Friday, April 16, 2010

MÚSICA Y PINTURAS




Blanca, inmaculada espera la tela ajustada en el caballete del artista.
Pese a que el otoño apareció disfrazado de verano, no le molesta estar ubicada en un rincón del jardín.
Pocos saben que ella puede sentir las fragancias que emanan las flores tardías que aún albergan los canteros.
Desea que esta vez el cuadro sea el más famoso de todos los que se han pintado.
Quiere visitar como lo hicieran sus familiares los museos más renombrados, por un instante estar en El Prado junto a las joyas que dejara el gran Diego Velásquez.

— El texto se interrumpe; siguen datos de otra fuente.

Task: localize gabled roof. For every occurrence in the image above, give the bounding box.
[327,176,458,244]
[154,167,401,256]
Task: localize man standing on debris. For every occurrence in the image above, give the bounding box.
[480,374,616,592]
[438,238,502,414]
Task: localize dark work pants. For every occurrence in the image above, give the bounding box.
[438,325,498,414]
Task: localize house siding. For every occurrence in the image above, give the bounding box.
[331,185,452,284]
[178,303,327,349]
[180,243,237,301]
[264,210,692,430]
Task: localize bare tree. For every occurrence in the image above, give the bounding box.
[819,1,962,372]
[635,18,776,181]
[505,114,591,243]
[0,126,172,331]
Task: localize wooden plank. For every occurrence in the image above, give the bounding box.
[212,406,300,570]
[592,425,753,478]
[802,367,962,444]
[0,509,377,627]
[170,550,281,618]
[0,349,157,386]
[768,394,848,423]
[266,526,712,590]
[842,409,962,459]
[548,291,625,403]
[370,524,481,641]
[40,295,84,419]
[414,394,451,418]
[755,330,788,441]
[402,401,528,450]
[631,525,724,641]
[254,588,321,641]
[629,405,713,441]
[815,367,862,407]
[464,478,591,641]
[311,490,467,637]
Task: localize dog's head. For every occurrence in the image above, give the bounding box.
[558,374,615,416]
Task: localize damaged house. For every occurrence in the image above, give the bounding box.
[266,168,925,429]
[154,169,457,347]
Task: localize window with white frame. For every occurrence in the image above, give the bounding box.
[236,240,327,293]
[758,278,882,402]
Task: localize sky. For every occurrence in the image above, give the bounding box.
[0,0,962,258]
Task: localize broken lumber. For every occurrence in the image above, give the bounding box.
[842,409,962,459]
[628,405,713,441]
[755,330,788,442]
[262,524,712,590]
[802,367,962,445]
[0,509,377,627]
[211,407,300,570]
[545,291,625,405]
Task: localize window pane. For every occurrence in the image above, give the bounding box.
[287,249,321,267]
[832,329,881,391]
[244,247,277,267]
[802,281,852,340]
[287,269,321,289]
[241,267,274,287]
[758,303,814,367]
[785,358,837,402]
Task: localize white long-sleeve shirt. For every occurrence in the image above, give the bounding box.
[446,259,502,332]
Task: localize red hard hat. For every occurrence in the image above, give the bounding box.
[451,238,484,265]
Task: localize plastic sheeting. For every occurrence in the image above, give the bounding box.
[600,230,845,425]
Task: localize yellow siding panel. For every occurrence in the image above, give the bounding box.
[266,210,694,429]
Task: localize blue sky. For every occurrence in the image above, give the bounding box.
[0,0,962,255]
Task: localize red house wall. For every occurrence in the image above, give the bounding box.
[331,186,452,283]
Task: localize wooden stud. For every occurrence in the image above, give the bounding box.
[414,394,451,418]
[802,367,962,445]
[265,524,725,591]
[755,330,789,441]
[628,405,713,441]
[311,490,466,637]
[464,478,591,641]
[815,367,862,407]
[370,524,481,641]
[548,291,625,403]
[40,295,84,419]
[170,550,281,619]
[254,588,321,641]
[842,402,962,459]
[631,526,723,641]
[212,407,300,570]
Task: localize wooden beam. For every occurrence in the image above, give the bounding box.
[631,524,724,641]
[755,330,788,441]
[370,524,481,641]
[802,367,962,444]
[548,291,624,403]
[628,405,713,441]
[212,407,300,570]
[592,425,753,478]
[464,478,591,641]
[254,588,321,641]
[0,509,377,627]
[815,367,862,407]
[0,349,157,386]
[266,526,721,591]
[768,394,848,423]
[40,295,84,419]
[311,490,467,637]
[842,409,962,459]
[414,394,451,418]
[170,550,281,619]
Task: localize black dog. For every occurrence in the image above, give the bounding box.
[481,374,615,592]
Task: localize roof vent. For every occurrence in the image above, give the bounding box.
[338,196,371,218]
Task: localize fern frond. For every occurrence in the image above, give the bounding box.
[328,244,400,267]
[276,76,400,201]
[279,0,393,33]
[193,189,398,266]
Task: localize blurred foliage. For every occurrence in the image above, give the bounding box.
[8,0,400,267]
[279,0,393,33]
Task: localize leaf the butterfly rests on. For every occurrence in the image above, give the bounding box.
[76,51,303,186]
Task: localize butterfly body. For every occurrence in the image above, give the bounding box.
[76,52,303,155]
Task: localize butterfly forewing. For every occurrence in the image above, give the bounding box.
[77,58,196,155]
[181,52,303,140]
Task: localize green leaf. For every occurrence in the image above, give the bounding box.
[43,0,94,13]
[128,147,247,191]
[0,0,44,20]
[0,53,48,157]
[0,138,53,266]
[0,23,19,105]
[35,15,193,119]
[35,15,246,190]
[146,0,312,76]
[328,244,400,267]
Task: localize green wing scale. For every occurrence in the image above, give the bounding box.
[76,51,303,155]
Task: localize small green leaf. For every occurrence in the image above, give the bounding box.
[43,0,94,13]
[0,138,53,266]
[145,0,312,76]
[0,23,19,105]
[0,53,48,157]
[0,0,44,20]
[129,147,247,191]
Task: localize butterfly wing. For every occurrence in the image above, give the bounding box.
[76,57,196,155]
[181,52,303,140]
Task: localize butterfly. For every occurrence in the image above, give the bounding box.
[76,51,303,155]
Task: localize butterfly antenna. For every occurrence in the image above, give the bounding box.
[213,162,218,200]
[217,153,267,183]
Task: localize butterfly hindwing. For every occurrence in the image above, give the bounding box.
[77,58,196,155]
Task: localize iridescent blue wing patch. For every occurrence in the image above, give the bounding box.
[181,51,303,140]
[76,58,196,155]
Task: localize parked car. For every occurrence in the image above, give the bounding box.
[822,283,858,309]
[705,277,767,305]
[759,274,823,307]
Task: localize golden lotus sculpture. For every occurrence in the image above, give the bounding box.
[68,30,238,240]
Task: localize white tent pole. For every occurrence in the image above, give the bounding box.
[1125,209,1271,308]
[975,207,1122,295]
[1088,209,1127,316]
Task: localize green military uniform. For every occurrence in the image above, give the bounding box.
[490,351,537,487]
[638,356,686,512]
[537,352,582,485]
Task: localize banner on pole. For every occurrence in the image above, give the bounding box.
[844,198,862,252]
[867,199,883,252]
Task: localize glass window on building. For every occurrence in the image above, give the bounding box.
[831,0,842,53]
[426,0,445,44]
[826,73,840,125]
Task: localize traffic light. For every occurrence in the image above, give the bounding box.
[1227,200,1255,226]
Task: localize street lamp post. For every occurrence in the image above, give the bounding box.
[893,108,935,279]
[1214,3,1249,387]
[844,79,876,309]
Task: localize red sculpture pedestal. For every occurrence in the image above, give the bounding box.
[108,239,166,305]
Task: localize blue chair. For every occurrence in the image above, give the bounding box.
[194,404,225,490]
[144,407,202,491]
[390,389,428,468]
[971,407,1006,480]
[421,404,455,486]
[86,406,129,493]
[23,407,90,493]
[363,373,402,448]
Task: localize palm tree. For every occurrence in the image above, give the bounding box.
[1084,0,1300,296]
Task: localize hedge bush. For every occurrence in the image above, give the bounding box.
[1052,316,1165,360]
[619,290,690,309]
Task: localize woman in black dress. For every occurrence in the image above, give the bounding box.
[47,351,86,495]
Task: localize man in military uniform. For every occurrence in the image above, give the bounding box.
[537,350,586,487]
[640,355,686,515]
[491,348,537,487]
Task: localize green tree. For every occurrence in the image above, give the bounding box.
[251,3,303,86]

Está impaciente, los últimos rayos de sol se sumergen en el lago, en un rato se encenderán las estrellas en el cielo para cortejar a la luna.
Las luces artificiales del jardín toman vida.
Sonríe.
Ha llegado la hora de cambiar la superficie por colores.
Trazos ligeros otorgarán forma al cuadro.
Con un movimiento suave hace caer el pincel de la mano del artista, apenas puede sostener la paleta que contiene todos los matices.
El aroma de los jazmines se mezcla con el alcohol que una vez más ha ingerido el pintor.
Muchas noches ha escuchado su llanto por el amor que ha perdido.
En ese instante que la obra se mimetiza con el autor, quisiera pedirle que tenga una vida más tranquila.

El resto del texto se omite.